Nias Barat | Plt Bupati Nias Barat, Era Era Hia, mendapat somasi dari PT Rius Sejahtera Raya terkait unggahannya di media sosial yang menyinggung dugaan “Mafia Proyek” dalam pelaksanaan proyek peningkatan jalan long segment di Desa Simaeasi, Kecamatan Mandrehe.
Proyek yang memiliki pagu anggaran sebesar Rp 16,74 miliar dan HPS Rp 16,71 miliar ini dianggap berjalan lambat. Hingga kini, meski telah menerima uang muka sebesar 20% atau Rp 3,34 miliar sejak penandatanganan kontrak pada Mei 2024, progres fisik proyek tersebut baru mencapai 5%.
Dalam unggahannya, Era Era Hia menyoroti dugaan ketidaksungguhan PT Rius Sejahtera Raya dalam melaksanakan proyek tersebut. Bahkan, ia menyebut bahwa Direktur perusahaan itu diduga merupakan salah satu calon Bupati Nias Selatan.
Menanggapi pernyataan itu, tim hukum PT Rius Sejahtera Raya melalui kuasa hukum Amati Dachi melayangkan somasi kepada Era Era Hia pada 20 November 2024. Dalam somasi tersebut, Era Era Hia dituduh melanggar Pasal 310 KUHP dan Pasal 27A jo Pasal 45 ayat (4) Undang-Undang Nomor 1 Tahun 2024 tentang ITE.
Somasi tersebut meminta Era Era Hia untuk segera membuat klarifikasi dan permohonan maaf melalui media sosial serta media elektronik lainnya dalam waktu 2×24 jam sejak diterimanya surat somasi.
Namun, Era Era Hia tetap teguh pada pendiriannya. Ia menyatakan siap menempuh jalur hukum untuk membuktikan bahwa pelaksanaan proyek oleh PT Rius Sejahtera Raya tidak sesuai dengan tahapan yang telah ditentukan.

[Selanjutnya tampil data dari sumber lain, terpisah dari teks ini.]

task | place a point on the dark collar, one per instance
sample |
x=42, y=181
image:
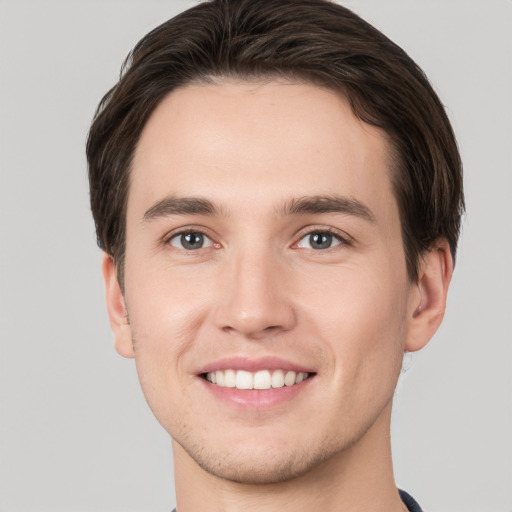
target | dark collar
x=409, y=501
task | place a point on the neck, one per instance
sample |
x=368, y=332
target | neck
x=359, y=478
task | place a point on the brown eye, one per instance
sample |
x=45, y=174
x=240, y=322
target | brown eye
x=190, y=241
x=319, y=240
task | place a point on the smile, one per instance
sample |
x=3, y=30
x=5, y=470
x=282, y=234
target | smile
x=262, y=379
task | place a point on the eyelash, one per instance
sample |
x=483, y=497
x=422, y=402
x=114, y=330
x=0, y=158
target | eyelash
x=343, y=240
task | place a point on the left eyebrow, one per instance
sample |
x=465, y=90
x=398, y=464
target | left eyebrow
x=328, y=204
x=174, y=205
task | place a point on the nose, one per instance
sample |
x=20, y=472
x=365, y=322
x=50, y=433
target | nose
x=256, y=298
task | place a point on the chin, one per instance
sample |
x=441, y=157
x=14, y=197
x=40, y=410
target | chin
x=262, y=464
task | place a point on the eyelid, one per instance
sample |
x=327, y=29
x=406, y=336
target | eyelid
x=344, y=238
x=166, y=240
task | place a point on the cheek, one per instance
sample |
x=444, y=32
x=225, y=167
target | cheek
x=361, y=318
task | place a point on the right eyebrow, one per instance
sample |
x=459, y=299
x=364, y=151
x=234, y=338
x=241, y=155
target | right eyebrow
x=174, y=205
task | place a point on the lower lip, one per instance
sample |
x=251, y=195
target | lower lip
x=257, y=399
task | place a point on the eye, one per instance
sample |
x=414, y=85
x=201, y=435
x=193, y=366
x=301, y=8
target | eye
x=190, y=240
x=319, y=240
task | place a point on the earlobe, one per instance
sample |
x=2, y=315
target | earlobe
x=116, y=308
x=435, y=273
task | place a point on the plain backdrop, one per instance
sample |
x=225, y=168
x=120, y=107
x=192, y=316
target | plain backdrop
x=75, y=431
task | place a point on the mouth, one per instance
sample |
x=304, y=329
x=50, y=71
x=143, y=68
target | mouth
x=260, y=380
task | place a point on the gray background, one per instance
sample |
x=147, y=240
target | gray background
x=75, y=432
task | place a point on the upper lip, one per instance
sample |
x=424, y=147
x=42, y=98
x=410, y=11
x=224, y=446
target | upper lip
x=253, y=364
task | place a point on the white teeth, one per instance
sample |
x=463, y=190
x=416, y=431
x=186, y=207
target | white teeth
x=278, y=379
x=244, y=380
x=289, y=378
x=229, y=378
x=262, y=379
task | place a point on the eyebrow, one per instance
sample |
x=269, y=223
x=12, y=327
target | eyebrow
x=328, y=204
x=174, y=205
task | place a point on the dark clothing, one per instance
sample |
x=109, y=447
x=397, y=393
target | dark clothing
x=408, y=500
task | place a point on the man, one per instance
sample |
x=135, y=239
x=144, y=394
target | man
x=278, y=193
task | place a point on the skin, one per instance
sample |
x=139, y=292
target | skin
x=258, y=288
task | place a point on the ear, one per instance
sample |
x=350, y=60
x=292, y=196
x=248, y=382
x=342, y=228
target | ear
x=116, y=308
x=428, y=301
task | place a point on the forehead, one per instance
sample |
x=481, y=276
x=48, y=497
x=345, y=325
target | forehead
x=241, y=143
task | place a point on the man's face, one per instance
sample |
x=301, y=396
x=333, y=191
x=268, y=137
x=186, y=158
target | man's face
x=264, y=245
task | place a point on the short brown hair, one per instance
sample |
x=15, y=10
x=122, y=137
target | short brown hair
x=316, y=41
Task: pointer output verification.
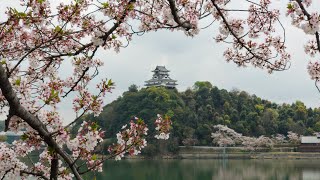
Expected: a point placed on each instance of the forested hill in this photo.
(197, 109)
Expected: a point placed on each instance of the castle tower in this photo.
(161, 78)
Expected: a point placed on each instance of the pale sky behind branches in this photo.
(201, 59)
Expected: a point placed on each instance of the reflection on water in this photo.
(210, 169)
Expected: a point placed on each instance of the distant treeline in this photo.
(196, 110)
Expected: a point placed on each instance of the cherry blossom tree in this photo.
(38, 39)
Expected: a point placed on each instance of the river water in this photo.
(277, 169)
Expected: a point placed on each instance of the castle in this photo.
(161, 78)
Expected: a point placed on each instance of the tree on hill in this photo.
(39, 38)
(194, 114)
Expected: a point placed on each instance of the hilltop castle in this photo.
(161, 78)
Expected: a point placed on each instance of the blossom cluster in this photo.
(130, 140)
(163, 126)
(225, 136)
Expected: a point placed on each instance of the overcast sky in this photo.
(200, 59)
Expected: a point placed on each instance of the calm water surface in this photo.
(210, 169)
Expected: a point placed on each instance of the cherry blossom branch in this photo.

“Baik kalau ditempuh jalur hukum agar bisa dibuktikan kalau pekerjaan rekanan tidak menjalankan seusai tahapan pekerjaan dan hanya mau memanfaatkan uang muka proyek,” ujar Era Era Hia saat dikonfirmasi pada Jumat (22/11/2024).
Era Era Hia juga meminta Dinas PUPR Nias Barat untuk mem-blacklist PT Rius Sejahtera Raya dari tender proyek di masa mendatang. Ia menegaskan bahwa pemerintah daerah tidak akan menutup mata terhadap kerugian yang dapat merugikan masyarakat maupun daerah.
Lebih lanjut, Era Era Hia mengungkapkan telah menyurati Kejaksaan terkait proyek tersebut guna memastikan penegakan hukum dan transparansi anggaran.
“Kalau proyek ini gagal, bukan hanya masyarakat yang dirugikan, tapi juga sisa anggaran tidak akan masuk,” pungkasnya.
Kasus ini menjadi perhatian publik karena menyangkut transparansi dan akuntabilitas pengelolaan anggaran pemerintah daerah, terutama di bidang infrastruktur.